А потом в одно прекрасное утро его вдруг взяли и отпустили. Примерно пятьсот мужчин вывели во двор и сообщили, что они могут возвращаться к своим семьям. Все смотрели настороженно, словно чуя подвох, и к воротам шагали опасливо. Лишь отойдя от лагеря на пару миль и убедившись, что их никто не преследует, они мало-помалу начали успокаиваться и в замешательстве поглядывать друг на друга. Внезапно обретши свободу после стольких лет в армии, они недоумевали: «И что теперь делать?»
В дальнейшем Петер много лет кочевал с места на место, и повсюду, и в городах, и в людях, видел разрушения, оставленные войной.
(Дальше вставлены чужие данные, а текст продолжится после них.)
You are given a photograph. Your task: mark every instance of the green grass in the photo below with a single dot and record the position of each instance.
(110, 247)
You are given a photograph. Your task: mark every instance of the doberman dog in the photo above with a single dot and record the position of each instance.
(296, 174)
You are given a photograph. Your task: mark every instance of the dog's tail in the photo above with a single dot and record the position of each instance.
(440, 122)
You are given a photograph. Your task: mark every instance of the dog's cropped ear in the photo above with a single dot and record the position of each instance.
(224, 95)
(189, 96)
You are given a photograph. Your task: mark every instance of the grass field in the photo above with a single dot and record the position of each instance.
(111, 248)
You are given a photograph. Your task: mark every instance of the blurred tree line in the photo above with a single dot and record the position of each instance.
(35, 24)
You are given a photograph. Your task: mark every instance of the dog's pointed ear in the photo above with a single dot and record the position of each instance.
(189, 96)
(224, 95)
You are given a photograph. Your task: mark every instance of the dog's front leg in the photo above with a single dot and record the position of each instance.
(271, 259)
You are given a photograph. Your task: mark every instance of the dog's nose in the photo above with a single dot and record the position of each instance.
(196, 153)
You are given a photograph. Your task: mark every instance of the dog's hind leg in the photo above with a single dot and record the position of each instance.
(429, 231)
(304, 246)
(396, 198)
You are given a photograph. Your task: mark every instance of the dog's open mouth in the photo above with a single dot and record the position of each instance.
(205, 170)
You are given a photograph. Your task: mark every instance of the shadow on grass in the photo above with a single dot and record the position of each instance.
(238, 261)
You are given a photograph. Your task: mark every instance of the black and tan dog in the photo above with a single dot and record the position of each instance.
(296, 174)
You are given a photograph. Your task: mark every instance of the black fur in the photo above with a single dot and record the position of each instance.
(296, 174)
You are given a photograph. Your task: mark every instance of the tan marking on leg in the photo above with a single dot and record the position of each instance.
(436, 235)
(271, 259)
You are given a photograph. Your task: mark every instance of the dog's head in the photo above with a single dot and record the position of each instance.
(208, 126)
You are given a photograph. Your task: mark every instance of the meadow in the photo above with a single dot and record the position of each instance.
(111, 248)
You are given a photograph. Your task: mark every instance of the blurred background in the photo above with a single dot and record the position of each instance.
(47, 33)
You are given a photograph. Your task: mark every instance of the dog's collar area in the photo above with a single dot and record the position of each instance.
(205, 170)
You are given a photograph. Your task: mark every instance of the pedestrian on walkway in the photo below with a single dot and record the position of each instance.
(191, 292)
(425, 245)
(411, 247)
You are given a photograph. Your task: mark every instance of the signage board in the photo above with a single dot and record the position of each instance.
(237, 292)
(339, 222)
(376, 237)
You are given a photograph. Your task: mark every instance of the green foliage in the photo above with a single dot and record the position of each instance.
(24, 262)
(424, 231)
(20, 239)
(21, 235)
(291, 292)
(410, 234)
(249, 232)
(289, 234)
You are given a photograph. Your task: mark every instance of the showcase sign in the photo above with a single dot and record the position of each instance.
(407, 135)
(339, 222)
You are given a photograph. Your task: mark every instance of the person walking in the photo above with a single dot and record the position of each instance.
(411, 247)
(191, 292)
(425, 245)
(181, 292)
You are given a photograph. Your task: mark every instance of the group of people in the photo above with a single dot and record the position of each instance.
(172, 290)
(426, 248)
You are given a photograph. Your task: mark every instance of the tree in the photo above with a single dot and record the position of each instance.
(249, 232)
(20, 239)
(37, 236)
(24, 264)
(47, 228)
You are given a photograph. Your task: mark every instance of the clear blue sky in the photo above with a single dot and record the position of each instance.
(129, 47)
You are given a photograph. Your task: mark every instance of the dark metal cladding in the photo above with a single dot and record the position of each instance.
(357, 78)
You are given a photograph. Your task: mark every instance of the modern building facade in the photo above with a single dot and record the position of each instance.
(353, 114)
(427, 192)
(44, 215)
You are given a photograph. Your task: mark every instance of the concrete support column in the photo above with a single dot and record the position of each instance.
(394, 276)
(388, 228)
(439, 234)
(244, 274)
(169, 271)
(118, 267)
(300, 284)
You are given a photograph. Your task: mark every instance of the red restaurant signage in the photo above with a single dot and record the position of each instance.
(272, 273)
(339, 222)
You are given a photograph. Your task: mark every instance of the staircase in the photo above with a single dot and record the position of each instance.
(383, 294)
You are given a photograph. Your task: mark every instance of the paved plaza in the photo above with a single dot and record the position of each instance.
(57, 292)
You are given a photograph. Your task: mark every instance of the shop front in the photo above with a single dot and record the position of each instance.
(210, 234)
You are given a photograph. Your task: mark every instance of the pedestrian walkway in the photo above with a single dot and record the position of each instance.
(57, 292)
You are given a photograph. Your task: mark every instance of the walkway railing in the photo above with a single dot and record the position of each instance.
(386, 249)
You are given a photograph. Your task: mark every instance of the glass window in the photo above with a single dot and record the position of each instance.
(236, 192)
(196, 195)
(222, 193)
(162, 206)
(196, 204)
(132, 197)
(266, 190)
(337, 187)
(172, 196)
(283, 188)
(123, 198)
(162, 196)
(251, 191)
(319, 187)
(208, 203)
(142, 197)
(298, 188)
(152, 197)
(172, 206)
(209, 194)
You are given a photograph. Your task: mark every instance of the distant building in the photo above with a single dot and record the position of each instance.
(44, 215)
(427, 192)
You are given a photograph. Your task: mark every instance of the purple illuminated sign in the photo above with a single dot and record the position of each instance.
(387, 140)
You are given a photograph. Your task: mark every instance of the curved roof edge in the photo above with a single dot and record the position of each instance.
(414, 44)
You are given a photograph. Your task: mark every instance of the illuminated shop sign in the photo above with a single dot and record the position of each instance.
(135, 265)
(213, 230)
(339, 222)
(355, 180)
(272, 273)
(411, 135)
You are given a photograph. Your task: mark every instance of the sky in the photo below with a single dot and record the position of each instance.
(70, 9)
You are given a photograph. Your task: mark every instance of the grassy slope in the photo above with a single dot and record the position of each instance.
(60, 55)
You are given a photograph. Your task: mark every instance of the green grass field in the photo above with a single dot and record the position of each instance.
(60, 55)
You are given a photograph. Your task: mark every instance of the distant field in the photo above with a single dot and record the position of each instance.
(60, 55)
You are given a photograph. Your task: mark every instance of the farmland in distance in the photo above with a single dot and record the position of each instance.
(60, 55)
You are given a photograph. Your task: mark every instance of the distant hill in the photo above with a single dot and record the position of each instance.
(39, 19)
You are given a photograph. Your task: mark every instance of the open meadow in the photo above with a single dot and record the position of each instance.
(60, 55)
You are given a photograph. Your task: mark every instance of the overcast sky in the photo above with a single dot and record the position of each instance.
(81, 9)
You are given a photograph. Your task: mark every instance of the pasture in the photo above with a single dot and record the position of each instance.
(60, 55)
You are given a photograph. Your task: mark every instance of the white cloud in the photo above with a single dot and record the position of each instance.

Из Ремагена он направился на север, в Кельн, и поразился тому, как сильно пострадал город под бомбежками Королевских военно-воздушных сил Великобритании. Куда ни повернись, везде развалины домов, и по улицам не пройти. Зато огромный собор в самом сердце Домклостера выстоял, пережив более десятка авиаударов. Из Кельна Петер переместился на запад, в Антверпен, и там нашел работу в оживленном порту, широко раскинувшемся вдоль побережья, и поселился в чердачной комнате с видом на реку Шельде.
У него появился друг, что было удивительно, поскольку среди рабочих в доке он числился дикарем, но этот друг – Даниэль, ровесник Петера – тоже был одиночка и несколько странноват. Он и в жаркие дни, когда другие расхаживали по пояс голыми, не снимал рубашки с длинными рукавами, и его дразнили, говорили, что такому скромнику подружки ни в жисть не найти.
Иногда новоявленные приятели вместе обедали или ходили выпить, но Даниэль, совсем как Петер, упорно молчал о том, что ему пришлось пережить в войну.
Как-то поздно вечером в баре Даниэль сказал, что сегодня его родители праздновали бы тридцатую годовщину свадьбы.